Portland General Electric’s third quarter earnings were released via our earnings press release and Form 10-Q before the market opened today, both of which are available at investors.portlandgeneral.com.
The company undertakes no obligation to update publicly any forward-looking statements whether as a result of new information, future events or otherwise. This Safe Harbor statement should be incorporated as part of any transcript of this call.
Leading our discussion today are Jim Piro, CEO; Maria Pope, President and incoming CEO; and Jim Lobdell, Senior Vice President of Finance, CFO and Treasurer. Following their prepared remarks, we will open the lines for your questions. Now, it’s my pleasure to turn the call over to Jim Piro..
Thanks Chris. Good morning, everyone, and thank you for joining us. Welcome to Portland General Electric’s third quarter earnings call, and my final call as PGE’s CEO.

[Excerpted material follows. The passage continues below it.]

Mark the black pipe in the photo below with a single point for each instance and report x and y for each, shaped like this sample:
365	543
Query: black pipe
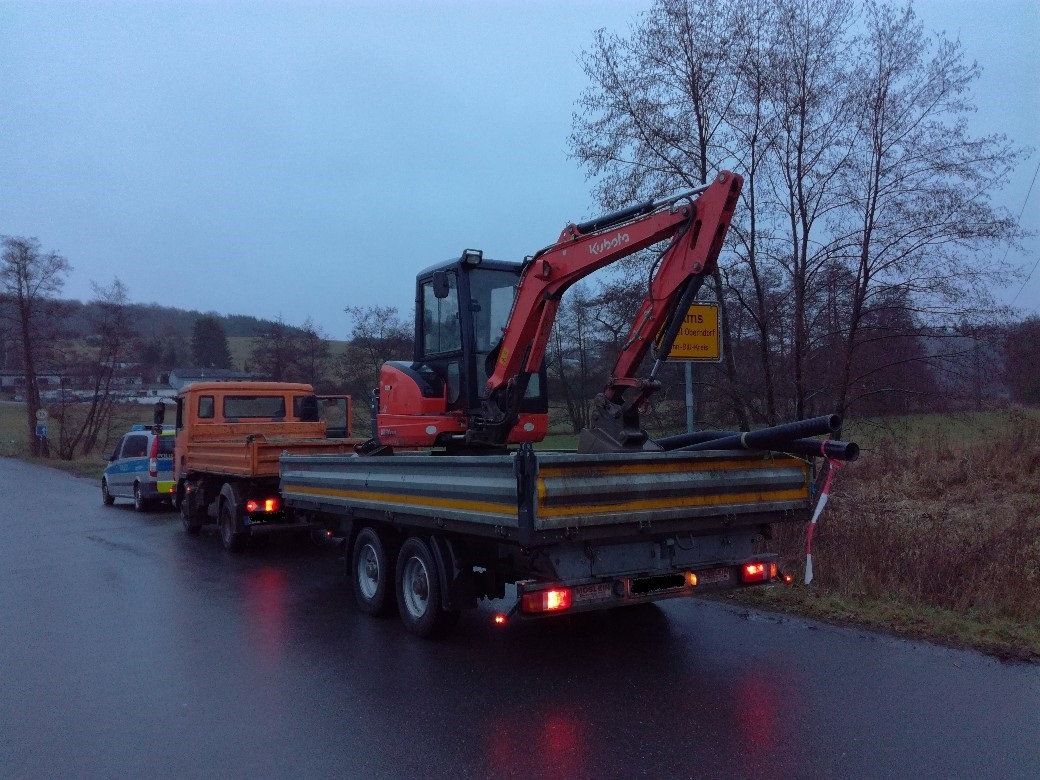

It’s been an honor to serve all our stakeholders in this capacity, and it’s my great privilege to hand the reins over to Maria, who will take over for me as CEO and join our Board of Directors on January 1.
Maria brings to this role a broad range of experiences and competitive field, including banking, forest products, apparel manufacturing and high tech, that has prepared her to take on the challenges and opportunities inherent in today’s fast-changing energy marketplace.

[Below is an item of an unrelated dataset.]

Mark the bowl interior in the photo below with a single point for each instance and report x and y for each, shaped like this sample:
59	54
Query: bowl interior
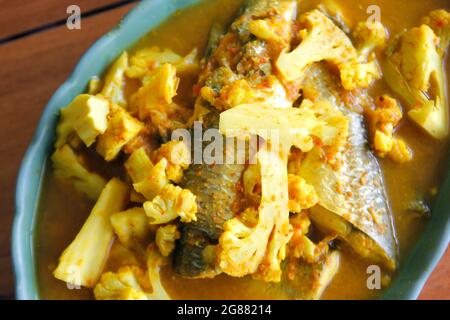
145	16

I’m pleased to have a leader with Maria’s capabilities who will continue to champion the interest of our customers, community and shareholders and ensure that we will continue to deliver safe, reliable and affordable energy to our customers. You will hear from Maria later in the call. Now let’s turn to Slide 4 to review our financial performance.
We reported net income of $40 million, or $0.44 per diluted share in the third quarter of 2017, compared with net income of $34 million, or $0.38 per diluted share in the third quarter of 2016.
Our strong earnings were the result of an increase in energy deliveries across all customer groups related to increased customer count and usage, as well as favorable weather conditions. These results were partially offset by higher power cost, an increase in depreciation and amortization, a decoupling adjustment and higher taxes.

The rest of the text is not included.